Dick Jewell’s film piece is a single social document, recording a stream of increasingly flamboyant descendants into the influential club night Kinky Gerlinky. Shot across seventeen Tuesday nights between March 1991 and October 1993, this film documents the cinematic emerge, over, and over, again, and again, and is mesmerising, and also unmissably hard to take your eyes off, it’s the beginning of the evening and the vitality and energy here is captured beautifully, there’s a structure to the piece, each character is introduced and descends a staircase. These people are the energy, and they are going to make this night the night.
Now, individual experienced hedonism tramples on an idea of political structural change, and politics seem to be less believed collectively, and focus becomes more about the personal, the inner space.

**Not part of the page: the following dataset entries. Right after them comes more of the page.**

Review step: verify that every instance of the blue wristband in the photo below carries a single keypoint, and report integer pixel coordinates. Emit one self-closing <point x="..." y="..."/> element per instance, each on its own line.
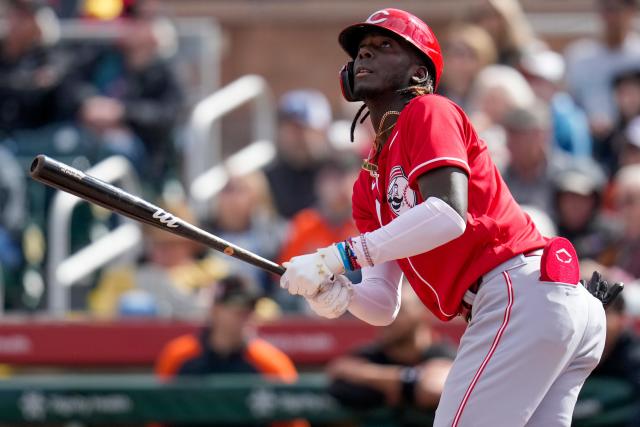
<point x="343" y="256"/>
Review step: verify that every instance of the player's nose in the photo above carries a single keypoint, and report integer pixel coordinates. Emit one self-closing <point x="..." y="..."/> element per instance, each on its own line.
<point x="364" y="52"/>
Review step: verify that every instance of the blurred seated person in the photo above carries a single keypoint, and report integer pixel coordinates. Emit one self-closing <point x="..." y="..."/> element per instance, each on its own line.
<point x="592" y="62"/>
<point x="630" y="151"/>
<point x="621" y="261"/>
<point x="531" y="163"/>
<point x="507" y="24"/>
<point x="242" y="213"/>
<point x="132" y="98"/>
<point x="496" y="90"/>
<point x="404" y="367"/>
<point x="626" y="91"/>
<point x="172" y="270"/>
<point x="304" y="117"/>
<point x="329" y="219"/>
<point x="621" y="357"/>
<point x="544" y="69"/>
<point x="468" y="49"/>
<point x="33" y="74"/>
<point x="577" y="197"/>
<point x="228" y="343"/>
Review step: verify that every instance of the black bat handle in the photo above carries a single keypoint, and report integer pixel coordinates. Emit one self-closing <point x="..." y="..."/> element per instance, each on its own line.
<point x="66" y="178"/>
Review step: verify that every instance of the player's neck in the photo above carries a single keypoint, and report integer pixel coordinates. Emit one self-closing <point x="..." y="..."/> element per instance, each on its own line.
<point x="379" y="106"/>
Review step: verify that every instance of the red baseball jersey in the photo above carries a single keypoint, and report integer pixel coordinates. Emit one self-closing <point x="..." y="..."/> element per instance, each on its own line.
<point x="433" y="132"/>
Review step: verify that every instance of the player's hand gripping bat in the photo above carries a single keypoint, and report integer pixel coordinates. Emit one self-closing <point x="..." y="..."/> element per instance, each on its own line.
<point x="71" y="180"/>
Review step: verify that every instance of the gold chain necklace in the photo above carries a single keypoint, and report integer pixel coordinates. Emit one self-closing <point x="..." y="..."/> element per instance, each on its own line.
<point x="367" y="164"/>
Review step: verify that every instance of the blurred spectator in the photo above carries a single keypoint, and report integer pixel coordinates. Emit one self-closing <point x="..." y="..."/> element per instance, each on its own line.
<point x="243" y="214"/>
<point x="468" y="49"/>
<point x="612" y="150"/>
<point x="531" y="164"/>
<point x="542" y="220"/>
<point x="544" y="70"/>
<point x="33" y="74"/>
<point x="132" y="98"/>
<point x="578" y="190"/>
<point x="630" y="152"/>
<point x="304" y="117"/>
<point x="13" y="214"/>
<point x="621" y="357"/>
<point x="404" y="367"/>
<point x="507" y="24"/>
<point x="592" y="63"/>
<point x="329" y="220"/>
<point x="173" y="272"/>
<point x="227" y="344"/>
<point x="496" y="90"/>
<point x="626" y="254"/>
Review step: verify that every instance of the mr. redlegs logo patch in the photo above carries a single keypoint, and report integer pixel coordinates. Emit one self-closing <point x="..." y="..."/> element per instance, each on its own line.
<point x="399" y="195"/>
<point x="559" y="262"/>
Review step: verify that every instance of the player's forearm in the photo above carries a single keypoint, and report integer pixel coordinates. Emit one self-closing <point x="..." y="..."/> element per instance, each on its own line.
<point x="376" y="300"/>
<point x="421" y="229"/>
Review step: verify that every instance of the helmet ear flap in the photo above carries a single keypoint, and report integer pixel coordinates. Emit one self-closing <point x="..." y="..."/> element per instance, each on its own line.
<point x="346" y="82"/>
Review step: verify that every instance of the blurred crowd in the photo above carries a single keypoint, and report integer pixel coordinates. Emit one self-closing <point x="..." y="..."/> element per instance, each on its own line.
<point x="563" y="127"/>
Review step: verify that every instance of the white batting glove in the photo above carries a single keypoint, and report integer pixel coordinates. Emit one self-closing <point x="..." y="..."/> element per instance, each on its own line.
<point x="305" y="274"/>
<point x="334" y="298"/>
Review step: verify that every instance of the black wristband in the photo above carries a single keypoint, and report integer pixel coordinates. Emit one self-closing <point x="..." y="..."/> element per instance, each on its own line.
<point x="409" y="378"/>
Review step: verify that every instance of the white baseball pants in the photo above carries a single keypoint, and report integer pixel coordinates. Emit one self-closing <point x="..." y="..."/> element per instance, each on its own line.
<point x="526" y="353"/>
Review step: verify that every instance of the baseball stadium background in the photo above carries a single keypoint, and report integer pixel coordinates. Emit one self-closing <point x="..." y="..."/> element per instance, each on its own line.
<point x="228" y="113"/>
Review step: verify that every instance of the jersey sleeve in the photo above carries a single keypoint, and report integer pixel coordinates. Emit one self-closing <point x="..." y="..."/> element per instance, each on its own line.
<point x="435" y="136"/>
<point x="363" y="206"/>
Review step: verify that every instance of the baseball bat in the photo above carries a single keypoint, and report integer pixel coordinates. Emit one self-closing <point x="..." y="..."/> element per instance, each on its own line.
<point x="66" y="178"/>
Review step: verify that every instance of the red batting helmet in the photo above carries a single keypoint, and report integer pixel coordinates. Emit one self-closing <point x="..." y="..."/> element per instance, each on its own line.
<point x="403" y="24"/>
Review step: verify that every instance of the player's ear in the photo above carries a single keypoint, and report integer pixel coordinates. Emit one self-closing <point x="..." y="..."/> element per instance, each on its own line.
<point x="420" y="75"/>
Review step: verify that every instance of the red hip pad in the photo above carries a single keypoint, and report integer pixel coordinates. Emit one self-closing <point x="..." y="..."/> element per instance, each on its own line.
<point x="559" y="262"/>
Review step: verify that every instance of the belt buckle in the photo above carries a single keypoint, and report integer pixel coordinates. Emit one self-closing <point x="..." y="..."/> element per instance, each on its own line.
<point x="468" y="299"/>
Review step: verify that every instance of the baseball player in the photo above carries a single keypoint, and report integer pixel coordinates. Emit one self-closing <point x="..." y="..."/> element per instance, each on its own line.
<point x="431" y="205"/>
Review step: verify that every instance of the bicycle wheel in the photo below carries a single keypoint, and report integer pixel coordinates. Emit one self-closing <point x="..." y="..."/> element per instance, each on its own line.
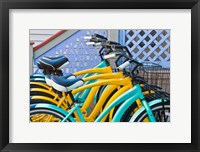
<point x="161" y="112"/>
<point x="48" y="110"/>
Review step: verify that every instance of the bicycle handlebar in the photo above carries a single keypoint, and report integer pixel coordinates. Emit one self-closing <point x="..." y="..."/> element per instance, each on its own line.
<point x="100" y="36"/>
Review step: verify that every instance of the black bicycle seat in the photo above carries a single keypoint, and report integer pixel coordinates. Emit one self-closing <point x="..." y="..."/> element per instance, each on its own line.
<point x="52" y="63"/>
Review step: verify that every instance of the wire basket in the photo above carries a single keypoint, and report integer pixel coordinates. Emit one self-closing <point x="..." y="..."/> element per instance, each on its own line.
<point x="156" y="75"/>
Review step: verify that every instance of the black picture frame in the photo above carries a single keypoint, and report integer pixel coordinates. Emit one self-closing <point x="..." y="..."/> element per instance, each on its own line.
<point x="5" y="5"/>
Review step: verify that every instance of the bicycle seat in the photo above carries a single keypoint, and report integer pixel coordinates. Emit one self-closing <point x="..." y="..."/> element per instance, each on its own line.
<point x="65" y="85"/>
<point x="52" y="63"/>
<point x="49" y="80"/>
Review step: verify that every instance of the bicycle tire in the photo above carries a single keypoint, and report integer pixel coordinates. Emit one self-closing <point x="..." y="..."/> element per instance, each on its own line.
<point x="158" y="107"/>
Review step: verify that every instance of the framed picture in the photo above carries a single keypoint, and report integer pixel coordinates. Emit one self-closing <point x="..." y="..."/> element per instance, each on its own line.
<point x="125" y="72"/>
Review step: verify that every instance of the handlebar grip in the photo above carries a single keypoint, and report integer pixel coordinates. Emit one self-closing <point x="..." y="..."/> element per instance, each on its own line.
<point x="90" y="43"/>
<point x="110" y="56"/>
<point x="100" y="36"/>
<point x="87" y="37"/>
<point x="113" y="43"/>
<point x="124" y="65"/>
<point x="98" y="44"/>
<point x="136" y="62"/>
<point x="117" y="47"/>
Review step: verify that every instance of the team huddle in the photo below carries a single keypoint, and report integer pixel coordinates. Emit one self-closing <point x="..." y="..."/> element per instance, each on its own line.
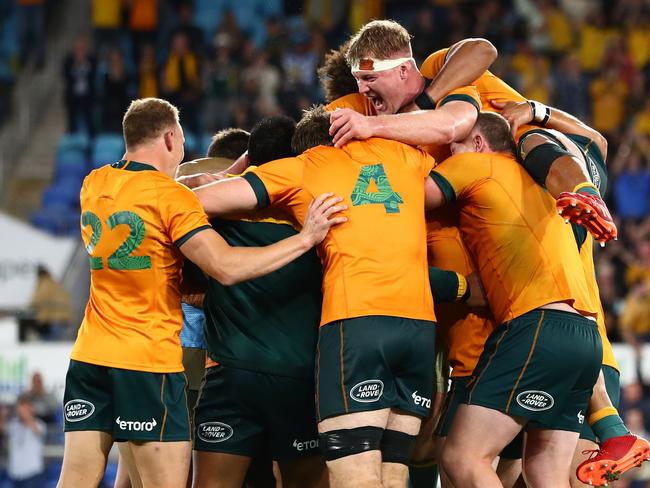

Derek Ridgers, night club documentary portraits, blown up larger than life, back lit on giant bill board screens sandwich one room from either side wall, these images captured at London nightclubs between 1978-1994, clubs including The Roxy, The Vortex, Billy’s, Gossips, Blitz, Hell, St. Moritz, Planets, La Beat Route, Heaven, The Batcave, Camden Palace, Skin Two, Wag Club, Kit Kat, Astral Flight, The Fridge, Tribe Club, Pleasure Dive, Zeetas, The Mud Club, Taboo, Hippodrome, Limelight, Torture Garden and Rubber Ball, these images take on a scale and proximity here that confront but also delight, it’s beautiful to watch from our dwarfed and distanced perspective, like Alice in Wonderland after the small pill we look up. Layered with this is a bespoke soundtrack from artists Martin Green & Mark Moore, ‘Freaks Come Out At Night’ this sound piece, brings further sensory dimension, a digital recording from a live DJ mix. And in the middle of this gallery as dancefloor are human forms, seemingly dancing off, ‘Hooded Cape Ensemble’ 1988, satin cape and sequined dress, Leigh Bowery. And ‘Xterminating Angel’ 2021 from the artist who is beyond a British fashion star, she’s her own solar system, Pam Hogg.
This show meanders further and tells of a twilight zone of turbulence, unease and creative revolution at the heart of the British cultural psyche, of how escaping into the self and imagination always contains an element of excited horror, and of how external reality can only truly be realised through the prism of our darkest imagination.